(De "Tiempo para Dios" por Jacques Philippe)
Aridez, desgana, tentaciones
Cualesquiera que sean los métodos empleados, la vida de oración se enfrenta, evidentemente, a ciertas dificultades a las que ya hemos aludido: aridez, desgana, experiencia de nuestra miseria, sensación de inutilidad, etc.
Estas dificultades son inevitables; lo primero que tenemos que hacer es no extrañarnos, no alterarnos o inquietarnos cuando se presentan. No sólo son inevitables, sino que son buenas: purifican nuestro amor a Dios, nos fortalecen en la fe, etc.
Hemos de recibirlas como una gracia, pues forman parte de la pedagogía de Dios con respecto a nosotros, para santificarnos y acercarnos a El. El Señor no permite nunca un tiempo de prueba que no vaya dirigido a concedernos a continuación una gracia más abundante.
Lo importante, como ya hemos dicho, es no desalentarse y perseverar. El Señor, que ve nuestra buena voluntad, hará que todo redunde en beneficio nuestro. Las distintas indicaciones que hemos ofrecido a lo largo de estas páginas nos parecen suficientes para comprender el sentido de esas dificultades y poder afrontarlas adecuadamente.
En el caso de grandes dificultades persistentes que nos hacen perder la paz —una incapacidad duradera y total para rezar, lo que puede ocurrir—, es deseable recurrir a un director espiritual que nos tranquilizará y nos dará los consejos apropiados.
Las distracciones
Solamente diremos algunas palabras sobre una de las dificultades más comunes: las distracciones.
Son absolutamente normales y sobre todo no deben extrañarnos ni entristecemos. Cuando nos sorprendemos distraídos, cuando nuestra mente se mar cha a vagabundear no sabemos por dónde, no hemos de desanimarnos ni aborrecernos a nosotros mismos, sino simplemente, tranquilamente y con dulzura reconducir nuestra alma hacia Dios. Y si nuestra hora de oración no consistiera más que en esto, en divagar incesantemente e incesantemente volver a Dios, tampoco es tan grave.
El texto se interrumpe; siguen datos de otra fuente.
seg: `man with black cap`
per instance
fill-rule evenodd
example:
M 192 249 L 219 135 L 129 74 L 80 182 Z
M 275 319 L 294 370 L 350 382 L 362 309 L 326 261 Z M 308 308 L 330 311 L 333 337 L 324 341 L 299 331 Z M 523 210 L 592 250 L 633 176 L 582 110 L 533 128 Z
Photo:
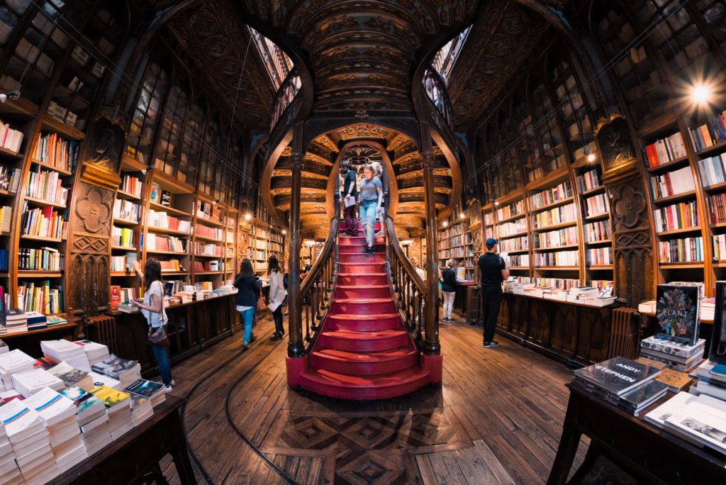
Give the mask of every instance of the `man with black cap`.
M 499 303 L 502 302 L 502 282 L 509 277 L 509 269 L 504 258 L 497 254 L 497 245 L 494 237 L 486 240 L 486 252 L 479 256 L 479 274 L 481 278 L 481 298 L 484 299 L 484 349 L 499 345 L 494 341 L 497 317 L 499 316 Z

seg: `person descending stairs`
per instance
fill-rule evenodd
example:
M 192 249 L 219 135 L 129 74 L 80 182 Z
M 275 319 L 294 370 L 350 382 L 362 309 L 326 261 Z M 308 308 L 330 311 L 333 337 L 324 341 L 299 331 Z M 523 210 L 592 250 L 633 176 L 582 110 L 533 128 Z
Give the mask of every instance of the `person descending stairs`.
M 380 229 L 375 224 L 376 231 Z M 429 383 L 416 346 L 388 286 L 386 248 L 377 237 L 366 253 L 358 235 L 339 237 L 340 270 L 327 317 L 300 375 L 301 387 L 348 399 L 379 399 L 413 392 Z

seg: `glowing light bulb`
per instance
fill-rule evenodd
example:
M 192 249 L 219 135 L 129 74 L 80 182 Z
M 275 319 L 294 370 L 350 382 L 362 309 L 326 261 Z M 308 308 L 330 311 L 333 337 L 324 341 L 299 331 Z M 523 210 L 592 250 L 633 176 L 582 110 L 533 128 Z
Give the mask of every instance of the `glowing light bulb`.
M 709 102 L 711 94 L 711 86 L 703 83 L 696 84 L 690 89 L 690 98 L 698 105 Z

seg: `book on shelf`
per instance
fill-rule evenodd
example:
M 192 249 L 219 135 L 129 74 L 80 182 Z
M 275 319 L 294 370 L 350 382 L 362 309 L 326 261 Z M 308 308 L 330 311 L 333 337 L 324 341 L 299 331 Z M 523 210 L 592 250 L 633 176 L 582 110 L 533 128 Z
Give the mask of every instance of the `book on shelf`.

Si cada vez que hemos advertido nuestra distracción hemos tratado de regresar junto al Señor, esta oración, por pobre que sea, habrá resultado sin duda muy grata a Dios… Dios es Padre, sabe de qué estamos hechos y no nos pide éxitos sino buena voluntad. En ocasiones es más beneficioso saber aceptar nuestra pobreza sin descorazonar- nos ni entristecernos, que hacer todo perfectamente.
Añadiremos también que —salvo ciertos estados excepcionales que provoca el mismo Señor— es absolutamente imposible controlar y fijar de un modo completo la actividad del espíritu humano, estar totalmente recogidos y atentos sin ninguna distracción ni dispersión. La oración supone recogimiento, ciertamente, pero no es una técnica de concentración mental. Tratar de conseguir un recogimiento absoluto sería un error y crearía más una tensión nerviosa que otra cosa.
Incluso en los estados de oración más pasivos de los que ya hemos hablado, se produce cierta actividad del espíritu, surgen pensamientos, la imaginación continúa trabajando... El corazón se mantiene en una actitud de recogimiento tranquilo, de profunda orientación hacia Dios, pero las ideas siguen vagabundeando más o menos. A veces puede resultar un poco penoso, pero no es grave y no impide la unión del corazón con Dios. Esos pensamientos se parecen a las moscas que van y vienen pero, en realidad, no perturban el recogimiento del corazón.
Cuando nuestra oración es aún muy «cerebral», cuando se basa sobre todo en la actividad propia de nuestra mente, las distracciones son molestas —pues si estamos distraídos no rezamos—, pero si, por la gracia de Dios, hemos entrado en una oración más profunda, una oración que ha pasado a ser más del corazón, no lo son tanto: el espíritu puede estar un poco distraído —y, de hecho, generalmente estará marcado por un vaivén de pensamientos—, pero eso no impedirá orar al corazón.
La verdadera respuesta al problema de las distracciones no es, pues, que el espíritu se concentre más, sino que el corazón ame más intensamente.